Il est peut-être vrai que le poisson pourrit par la tête, mais il est
essentiel que nous comprenions que la dégénérescence de l’ANC n’est pas
juste le fait de l’accroissement de pouvoir d’une élite prédatrice à
l’intérieur du parti. Il fût une époque où l’on imaginait le pouvoir
comme le moyen pour un projet collectif et politique de transformer la
société depuis le bas. Et c’est maintenant compris à tous les niveaux du
parti, que c’est le moyen pour l’incorporation personnelle, dans une
minorité déterminée, pour profiter des inégalités croissantes de la
société. Ce processus effrite un peu la domination raciale, mais ne
laisse guère de place à l’espoir pour une société meilleure, si c’est là
que se situe la limite de nos aspirations.
L’ANC a abandonné le langage de la justice sociale au profit d’un
langage fantaisiste post-politique : ‘’livrer’’. Ce langage suppose
qu’il suffit à l’Etat de satisfaire aux besoins élémentaires de survie
et que cela est simplement une question d’efficience technique. Le
premier problème avec le langage de livreur est que la livraison
elle-même est souvent une stratégie pour contenir les aspirations
populaires plutôt qu’une stratégie pour favoriser un épanouissement
humain universel. Larguer les gens dans’’ des opportunités
d’habitations’’ dans des ghetto périphériques, où il y a peu d’espoir
pour plus qu’une assistance pour les enfants et la possibilité ‘emploi’’
à court terme, peut aider à éviter que les gens descendent dans la rue.
Mais ceci n’est du développement que dans le sens le plus pervers du
terme.

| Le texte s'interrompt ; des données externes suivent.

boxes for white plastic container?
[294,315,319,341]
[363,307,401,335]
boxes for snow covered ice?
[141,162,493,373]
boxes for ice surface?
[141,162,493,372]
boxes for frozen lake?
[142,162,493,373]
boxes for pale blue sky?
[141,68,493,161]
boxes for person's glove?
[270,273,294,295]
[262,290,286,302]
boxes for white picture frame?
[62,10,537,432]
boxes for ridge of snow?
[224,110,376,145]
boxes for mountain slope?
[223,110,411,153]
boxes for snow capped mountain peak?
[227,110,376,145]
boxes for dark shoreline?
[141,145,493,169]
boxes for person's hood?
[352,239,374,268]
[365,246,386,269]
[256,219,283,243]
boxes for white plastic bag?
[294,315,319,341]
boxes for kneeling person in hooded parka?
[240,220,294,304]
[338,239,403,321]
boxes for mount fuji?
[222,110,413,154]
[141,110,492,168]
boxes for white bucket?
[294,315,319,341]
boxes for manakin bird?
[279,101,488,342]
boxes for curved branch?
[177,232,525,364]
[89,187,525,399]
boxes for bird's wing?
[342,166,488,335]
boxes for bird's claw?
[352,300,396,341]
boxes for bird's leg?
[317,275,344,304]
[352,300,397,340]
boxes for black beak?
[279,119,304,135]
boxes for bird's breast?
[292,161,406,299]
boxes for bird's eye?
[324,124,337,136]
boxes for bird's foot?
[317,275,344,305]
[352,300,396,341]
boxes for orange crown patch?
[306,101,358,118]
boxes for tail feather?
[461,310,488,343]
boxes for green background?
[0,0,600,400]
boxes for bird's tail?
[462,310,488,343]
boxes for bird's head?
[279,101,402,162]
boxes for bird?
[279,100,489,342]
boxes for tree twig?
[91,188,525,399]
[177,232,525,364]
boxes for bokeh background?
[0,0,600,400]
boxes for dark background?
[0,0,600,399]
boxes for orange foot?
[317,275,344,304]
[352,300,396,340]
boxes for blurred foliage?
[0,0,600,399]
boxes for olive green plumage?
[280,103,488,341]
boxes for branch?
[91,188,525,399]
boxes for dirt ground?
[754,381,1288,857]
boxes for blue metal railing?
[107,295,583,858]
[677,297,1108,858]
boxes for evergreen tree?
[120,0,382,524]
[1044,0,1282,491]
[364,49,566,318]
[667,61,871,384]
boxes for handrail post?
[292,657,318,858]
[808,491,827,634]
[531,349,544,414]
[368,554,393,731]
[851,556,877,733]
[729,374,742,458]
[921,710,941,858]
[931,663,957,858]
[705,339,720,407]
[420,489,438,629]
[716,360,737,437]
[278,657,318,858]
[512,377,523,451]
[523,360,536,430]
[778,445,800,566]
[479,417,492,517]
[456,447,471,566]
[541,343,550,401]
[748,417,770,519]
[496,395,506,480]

Le second problème c’est que la fantaisie de développement comme
question post politique de gouvernement qui travaille plus vite, plus
dur et plus intelligemment, ne parvient pas à prendre en compte les
réalités profondément politiques qui forgent toute tentative de
développement.
Des décisions politiques doivent être prises pour résoudre des questions
comme de savoir si les valeurs sociales de la terre et des services
doivent prévaloir sur leurs valeurs commerciales. Lorsque ces questions
ne sont pas prises en compte ’’les services’’ ne peuvent être acheminés
que vers les marges de la société et contribuent ainsi activement à la
marginalisation.
Mais la nature politique inévitable du développement ne concerne pas
seulement les intérêts des pauvres d’un côté et d’autre part le pouvoir
des riches et des multinationales. Il y a aussi un jeu politique qui se
joue entre les gens sur le terrain et les élites locales du parti.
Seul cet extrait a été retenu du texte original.